Though the source commends progress made with the IRA and new offices set up, she said the Biden administration has, in many ways, “fallen short” on climate commitments “relying on carrots over sticks.”
Any hope for circular fashion?
Circular fashion has been the subject of a relentless advocacy crusade. Austin Whitman, chief executive officer at Climate Neutral, a commitment vetting organization for Reformation, Allbirds and Nisolo, said these ambitions may be scaled down. “I would expect to hear Biden put at least one bigger climate proposal on the table, but nothing as large — in dollars — as the IRA [which earmarked $369 billion for climate change]. I would not expect anything that’s added to the agenda to have a direct impact on fashion and retailing. I would expect to see some narrower ideas proposed for reducing emissions from transportation and the electric power sector. These policies would touch the fashion and retailing sectors to the extent that companies have domestic manufacturing or material sourcing.”

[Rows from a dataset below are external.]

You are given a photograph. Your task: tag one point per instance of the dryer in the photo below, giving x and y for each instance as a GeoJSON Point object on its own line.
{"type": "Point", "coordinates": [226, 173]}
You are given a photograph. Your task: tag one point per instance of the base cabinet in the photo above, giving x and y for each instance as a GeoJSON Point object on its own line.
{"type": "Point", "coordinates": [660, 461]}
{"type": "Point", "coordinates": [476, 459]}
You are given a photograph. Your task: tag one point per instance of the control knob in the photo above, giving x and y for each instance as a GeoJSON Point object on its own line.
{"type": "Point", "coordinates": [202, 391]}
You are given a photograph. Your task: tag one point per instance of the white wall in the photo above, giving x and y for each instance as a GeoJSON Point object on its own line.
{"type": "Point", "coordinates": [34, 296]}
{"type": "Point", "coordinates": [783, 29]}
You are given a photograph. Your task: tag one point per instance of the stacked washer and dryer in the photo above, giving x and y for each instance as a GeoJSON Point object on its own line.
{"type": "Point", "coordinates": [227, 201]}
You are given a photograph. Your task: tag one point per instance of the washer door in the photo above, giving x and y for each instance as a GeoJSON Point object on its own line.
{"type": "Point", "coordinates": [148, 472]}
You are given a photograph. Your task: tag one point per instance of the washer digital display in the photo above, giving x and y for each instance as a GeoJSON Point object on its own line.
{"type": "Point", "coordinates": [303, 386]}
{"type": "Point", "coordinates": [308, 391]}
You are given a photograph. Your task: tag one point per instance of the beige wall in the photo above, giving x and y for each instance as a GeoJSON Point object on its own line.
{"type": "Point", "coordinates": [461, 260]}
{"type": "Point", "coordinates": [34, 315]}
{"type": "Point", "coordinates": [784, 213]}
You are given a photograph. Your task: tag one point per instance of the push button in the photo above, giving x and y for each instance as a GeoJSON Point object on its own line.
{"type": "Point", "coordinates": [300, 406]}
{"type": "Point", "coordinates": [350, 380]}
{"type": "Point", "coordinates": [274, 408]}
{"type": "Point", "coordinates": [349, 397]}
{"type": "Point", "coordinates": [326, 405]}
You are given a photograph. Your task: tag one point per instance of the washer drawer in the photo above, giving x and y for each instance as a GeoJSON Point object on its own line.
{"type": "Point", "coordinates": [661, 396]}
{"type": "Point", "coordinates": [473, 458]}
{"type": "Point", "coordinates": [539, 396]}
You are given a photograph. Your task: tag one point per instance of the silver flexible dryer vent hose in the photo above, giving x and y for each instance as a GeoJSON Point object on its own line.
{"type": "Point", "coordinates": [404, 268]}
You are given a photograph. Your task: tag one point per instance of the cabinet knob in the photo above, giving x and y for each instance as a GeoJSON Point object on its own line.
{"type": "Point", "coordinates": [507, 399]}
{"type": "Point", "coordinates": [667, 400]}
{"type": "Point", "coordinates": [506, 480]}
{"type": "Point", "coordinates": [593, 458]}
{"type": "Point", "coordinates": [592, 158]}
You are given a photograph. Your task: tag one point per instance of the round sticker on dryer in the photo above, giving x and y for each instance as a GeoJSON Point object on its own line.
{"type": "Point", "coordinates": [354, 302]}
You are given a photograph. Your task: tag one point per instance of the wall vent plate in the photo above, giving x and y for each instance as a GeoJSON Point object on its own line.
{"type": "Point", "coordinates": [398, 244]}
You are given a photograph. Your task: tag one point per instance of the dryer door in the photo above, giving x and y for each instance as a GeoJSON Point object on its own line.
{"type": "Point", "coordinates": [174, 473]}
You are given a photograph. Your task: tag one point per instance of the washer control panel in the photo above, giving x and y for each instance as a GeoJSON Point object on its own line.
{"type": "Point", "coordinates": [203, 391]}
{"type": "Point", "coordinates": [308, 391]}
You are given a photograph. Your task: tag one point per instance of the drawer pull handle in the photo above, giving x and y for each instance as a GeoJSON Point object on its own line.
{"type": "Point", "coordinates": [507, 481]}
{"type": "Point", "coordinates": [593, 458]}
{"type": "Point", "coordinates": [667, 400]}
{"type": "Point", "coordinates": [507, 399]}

He said green marketing proposals could follow that of the E.U. but gave it “fairly low odds.”
The obvious power imbalances could cause hangups. “People are making some pretty wild predictions about the Congressional balance of power, and that’s a big wild card. So it could be argued that this uncertainty — and the seemingly low likelihood of any one party ending up with control of Congress — would call for a less ambitious climate agenda from moderate Democrats in 2024,” Whitman said. “This is not to say we won’t hear about climate change during the height of campaign season — we will certainly hear a lot about it from the more progressive Democrats, as well as from concerned voters, the large number of folks in media who now cover climate, and debate moderators.”
In this case, circular fashion is an afterthought. The American Circular Textiles coalition, or ACT, has been pressuring the Biden administration for textiles’ inclusion in broader circularity aims. The group submitted a handful of letters to the administration with the latest being Oct. 2. In it, ACT urged the agency to contemplate textile circularity — long left out despite the 30 billion pounds the U.S. exports annually.
“I am hopeful,” said Rachel Kibbe, executive director of ACT. “It’s unclear if circularity is truly on the administration’s radar in the capacity it should be, especially when we talk about decarbonization and energy savings. It’s a big missing link. But we have some ownership for being overlooked as an industry. We haven’t formally submitted our requests in this way. This is why ACT has put out five public comments, nearly once a month since May, to states, agencies and the administration pointing out where textiles and circularity overall are being overlooked.”